Luna dudağını ısırdı, "lütfen geri gel."

Luna'yı bıraktım, griffini gölgesinden çıktı.

"Hemen buradan uzaklaşın," fırtına gitgide büyümeye başladı.

Aniden bir portal açıldı, bir kadın eliydi. Luna'nın kolundan tutup portalın içine çekti.

"Hayır!! Luna!!" Çekmeye çalıştım ama kadın çok güçlüydü.

"Baba!!" En sonunda Luna elimden kaydı ve portala çekildi. Griffini peşinden gitti, portal hemen kapandı.

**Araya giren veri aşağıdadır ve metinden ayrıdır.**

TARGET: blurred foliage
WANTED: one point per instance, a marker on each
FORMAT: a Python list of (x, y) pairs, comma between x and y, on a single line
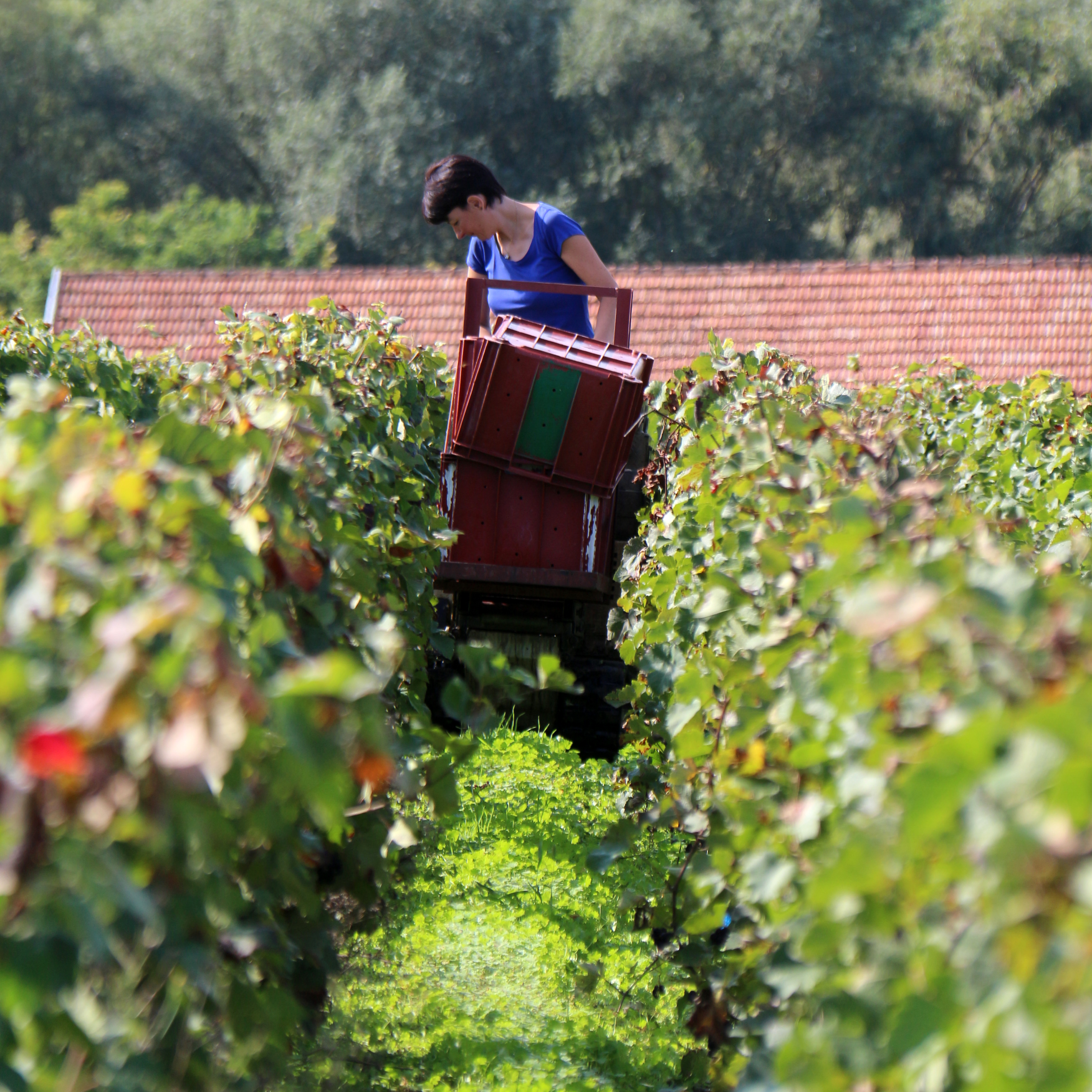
[(500, 969), (674, 129), (100, 232), (863, 636), (217, 599)]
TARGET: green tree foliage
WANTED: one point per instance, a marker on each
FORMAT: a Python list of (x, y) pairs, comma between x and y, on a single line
[(101, 232), (862, 632), (674, 129), (500, 968), (217, 598)]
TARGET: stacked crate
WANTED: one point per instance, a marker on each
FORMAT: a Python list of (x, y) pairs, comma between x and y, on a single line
[(541, 426)]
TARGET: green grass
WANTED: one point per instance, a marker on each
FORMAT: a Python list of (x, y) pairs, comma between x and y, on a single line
[(479, 978)]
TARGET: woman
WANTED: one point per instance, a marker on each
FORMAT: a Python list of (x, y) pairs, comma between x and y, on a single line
[(512, 241)]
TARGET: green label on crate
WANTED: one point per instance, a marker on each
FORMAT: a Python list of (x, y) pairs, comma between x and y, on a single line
[(548, 412)]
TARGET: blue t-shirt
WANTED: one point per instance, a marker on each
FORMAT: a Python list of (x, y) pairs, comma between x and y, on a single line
[(542, 263)]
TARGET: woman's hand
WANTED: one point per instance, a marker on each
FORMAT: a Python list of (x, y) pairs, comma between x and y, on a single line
[(580, 256), (485, 328)]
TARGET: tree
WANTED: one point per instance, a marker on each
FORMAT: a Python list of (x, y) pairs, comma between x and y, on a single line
[(100, 232)]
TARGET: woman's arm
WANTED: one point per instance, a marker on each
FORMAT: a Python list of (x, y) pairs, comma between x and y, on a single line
[(484, 325), (579, 255)]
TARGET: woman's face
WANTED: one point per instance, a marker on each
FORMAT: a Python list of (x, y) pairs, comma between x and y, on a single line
[(472, 220)]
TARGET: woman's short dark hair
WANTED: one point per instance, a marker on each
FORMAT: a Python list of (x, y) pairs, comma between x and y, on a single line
[(452, 182)]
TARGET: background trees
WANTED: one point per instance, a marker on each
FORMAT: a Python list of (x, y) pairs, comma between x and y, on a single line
[(675, 129)]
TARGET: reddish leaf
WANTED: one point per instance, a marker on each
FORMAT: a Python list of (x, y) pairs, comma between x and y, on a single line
[(47, 753)]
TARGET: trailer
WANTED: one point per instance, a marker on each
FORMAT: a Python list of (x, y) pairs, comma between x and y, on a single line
[(543, 445)]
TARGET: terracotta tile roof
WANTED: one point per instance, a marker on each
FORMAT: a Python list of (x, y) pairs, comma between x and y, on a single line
[(1004, 317)]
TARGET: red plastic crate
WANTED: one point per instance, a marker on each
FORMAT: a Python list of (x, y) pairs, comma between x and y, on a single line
[(548, 404), (513, 521)]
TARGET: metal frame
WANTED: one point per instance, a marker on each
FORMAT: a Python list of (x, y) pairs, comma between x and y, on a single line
[(478, 290)]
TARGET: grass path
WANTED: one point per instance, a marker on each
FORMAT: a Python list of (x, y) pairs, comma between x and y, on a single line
[(480, 977)]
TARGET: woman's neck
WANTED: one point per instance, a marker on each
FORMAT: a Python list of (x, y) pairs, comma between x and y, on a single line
[(515, 228)]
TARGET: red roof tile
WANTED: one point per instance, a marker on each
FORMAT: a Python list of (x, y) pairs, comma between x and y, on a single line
[(1003, 317)]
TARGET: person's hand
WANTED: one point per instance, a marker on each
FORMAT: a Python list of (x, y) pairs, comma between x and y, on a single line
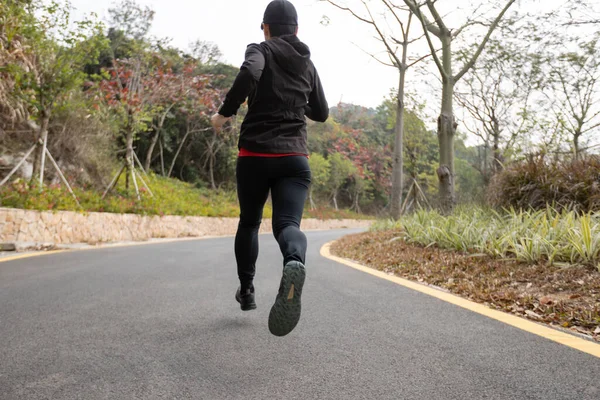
[(218, 121)]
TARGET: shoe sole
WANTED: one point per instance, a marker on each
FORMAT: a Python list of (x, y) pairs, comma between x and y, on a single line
[(285, 313), (248, 307)]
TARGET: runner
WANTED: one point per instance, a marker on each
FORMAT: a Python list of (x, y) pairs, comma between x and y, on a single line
[(282, 86)]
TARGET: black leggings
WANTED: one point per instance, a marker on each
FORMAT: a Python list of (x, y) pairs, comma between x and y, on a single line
[(288, 179)]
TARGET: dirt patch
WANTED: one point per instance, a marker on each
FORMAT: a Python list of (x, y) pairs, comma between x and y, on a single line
[(567, 297)]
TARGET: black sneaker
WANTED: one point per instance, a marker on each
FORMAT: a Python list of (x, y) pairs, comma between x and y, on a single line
[(285, 313), (246, 299)]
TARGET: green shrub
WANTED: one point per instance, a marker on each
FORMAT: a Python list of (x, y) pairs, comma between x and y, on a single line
[(170, 197), (539, 183), (555, 237)]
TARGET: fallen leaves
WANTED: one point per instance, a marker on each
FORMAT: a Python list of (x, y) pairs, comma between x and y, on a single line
[(566, 297)]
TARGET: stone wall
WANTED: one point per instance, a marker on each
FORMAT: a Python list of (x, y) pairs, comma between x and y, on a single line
[(66, 227)]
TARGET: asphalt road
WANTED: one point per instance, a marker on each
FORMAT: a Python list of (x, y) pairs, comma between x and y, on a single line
[(160, 322)]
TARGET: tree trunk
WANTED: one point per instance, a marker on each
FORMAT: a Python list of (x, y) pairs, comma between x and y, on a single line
[(155, 139), (211, 171), (310, 198), (128, 156), (497, 164), (576, 149), (150, 151), (446, 130), (178, 151), (397, 178), (40, 152), (162, 158)]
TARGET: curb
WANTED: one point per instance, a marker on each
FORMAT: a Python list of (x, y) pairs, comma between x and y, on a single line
[(544, 331)]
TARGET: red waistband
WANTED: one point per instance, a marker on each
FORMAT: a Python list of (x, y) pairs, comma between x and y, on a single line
[(247, 153)]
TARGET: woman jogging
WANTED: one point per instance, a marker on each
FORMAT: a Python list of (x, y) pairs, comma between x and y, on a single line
[(282, 87)]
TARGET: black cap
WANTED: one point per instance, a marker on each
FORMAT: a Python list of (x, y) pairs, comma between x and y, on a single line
[(280, 12)]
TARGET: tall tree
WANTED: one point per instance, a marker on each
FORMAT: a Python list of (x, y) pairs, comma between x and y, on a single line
[(61, 50), (575, 77), (435, 25), (396, 45), (499, 97)]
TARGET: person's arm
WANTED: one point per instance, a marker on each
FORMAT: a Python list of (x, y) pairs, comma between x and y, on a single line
[(317, 108), (246, 80)]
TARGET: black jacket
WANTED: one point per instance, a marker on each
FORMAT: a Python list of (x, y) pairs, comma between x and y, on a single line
[(282, 86)]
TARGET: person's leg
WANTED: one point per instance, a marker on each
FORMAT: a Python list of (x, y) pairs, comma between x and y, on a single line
[(252, 190), (289, 193)]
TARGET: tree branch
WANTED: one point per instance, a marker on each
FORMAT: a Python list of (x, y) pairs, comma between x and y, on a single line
[(424, 22), (471, 62), (350, 11), (436, 16)]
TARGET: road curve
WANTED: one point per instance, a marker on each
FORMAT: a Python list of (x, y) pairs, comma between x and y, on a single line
[(160, 322)]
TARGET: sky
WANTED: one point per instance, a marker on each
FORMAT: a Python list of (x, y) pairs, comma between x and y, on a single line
[(339, 47), (347, 73)]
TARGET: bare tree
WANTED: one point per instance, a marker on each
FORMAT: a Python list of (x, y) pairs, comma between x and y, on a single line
[(436, 26), (397, 51), (576, 95), (498, 95)]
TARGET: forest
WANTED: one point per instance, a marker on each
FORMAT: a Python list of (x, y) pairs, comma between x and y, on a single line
[(119, 111)]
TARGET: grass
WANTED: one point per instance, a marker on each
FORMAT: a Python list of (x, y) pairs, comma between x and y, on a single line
[(170, 197), (547, 236), (564, 297)]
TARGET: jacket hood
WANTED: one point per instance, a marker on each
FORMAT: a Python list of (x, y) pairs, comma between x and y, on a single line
[(289, 53)]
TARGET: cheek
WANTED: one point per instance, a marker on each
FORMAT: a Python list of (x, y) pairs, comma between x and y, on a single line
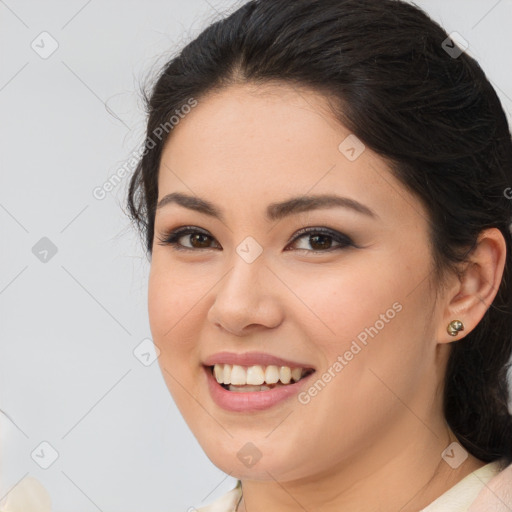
[(174, 309)]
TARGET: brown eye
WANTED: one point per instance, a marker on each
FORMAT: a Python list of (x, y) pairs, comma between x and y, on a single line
[(198, 240), (320, 240), (188, 238)]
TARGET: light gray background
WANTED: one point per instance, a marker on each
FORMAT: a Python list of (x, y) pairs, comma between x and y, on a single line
[(69, 326)]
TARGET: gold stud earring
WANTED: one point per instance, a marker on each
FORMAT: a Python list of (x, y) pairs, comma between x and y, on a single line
[(454, 327)]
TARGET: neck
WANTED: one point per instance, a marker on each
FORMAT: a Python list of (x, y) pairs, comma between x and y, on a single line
[(390, 477)]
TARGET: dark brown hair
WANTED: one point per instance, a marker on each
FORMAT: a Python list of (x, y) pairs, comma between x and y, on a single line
[(433, 115)]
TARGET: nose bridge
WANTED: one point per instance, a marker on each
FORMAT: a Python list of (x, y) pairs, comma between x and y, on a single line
[(244, 297)]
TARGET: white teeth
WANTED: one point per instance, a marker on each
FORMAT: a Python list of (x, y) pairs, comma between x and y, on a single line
[(255, 375), (218, 371), (272, 374), (238, 375), (296, 374), (285, 375), (226, 374)]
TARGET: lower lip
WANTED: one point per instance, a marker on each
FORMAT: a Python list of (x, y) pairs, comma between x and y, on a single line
[(253, 400)]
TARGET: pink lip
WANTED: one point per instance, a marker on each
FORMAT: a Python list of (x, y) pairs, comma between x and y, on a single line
[(254, 400), (252, 358)]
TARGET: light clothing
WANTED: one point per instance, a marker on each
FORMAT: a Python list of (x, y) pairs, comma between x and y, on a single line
[(487, 489)]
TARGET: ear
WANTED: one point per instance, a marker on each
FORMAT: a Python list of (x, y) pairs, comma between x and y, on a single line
[(472, 293)]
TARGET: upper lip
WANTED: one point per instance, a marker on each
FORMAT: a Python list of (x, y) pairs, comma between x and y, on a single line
[(251, 359)]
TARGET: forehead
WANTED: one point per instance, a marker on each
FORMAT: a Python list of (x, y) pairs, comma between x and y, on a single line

"Hayır... Bu olamaz..." Ne yapmalıydım, onu nasıl geri getirebilirdim. Manasının izini süremiyordum, çok uzaktaydı. Onu nasıl bulacaktım? Diana'ya ne diyecektim.

Tairel hemen arkamda belirdi, "kaçmaya devam mı edeceksin?" Dedi.

Öfkeli gözlerle ona döndüm, "Luna'yı nereye götürdün?" Diye sordum.

Tairel gözlerini kıstı, "neden bahsediyorsun?"

Ellerimi sıktım, "o zaman sana zorla söyletirim."

Manadan bir kılıç oluşturdum ve saldırıya geçtim, Tairel yıldırımları üzerime doğru gönderdi. Kılıcımla hepsini saptırdım.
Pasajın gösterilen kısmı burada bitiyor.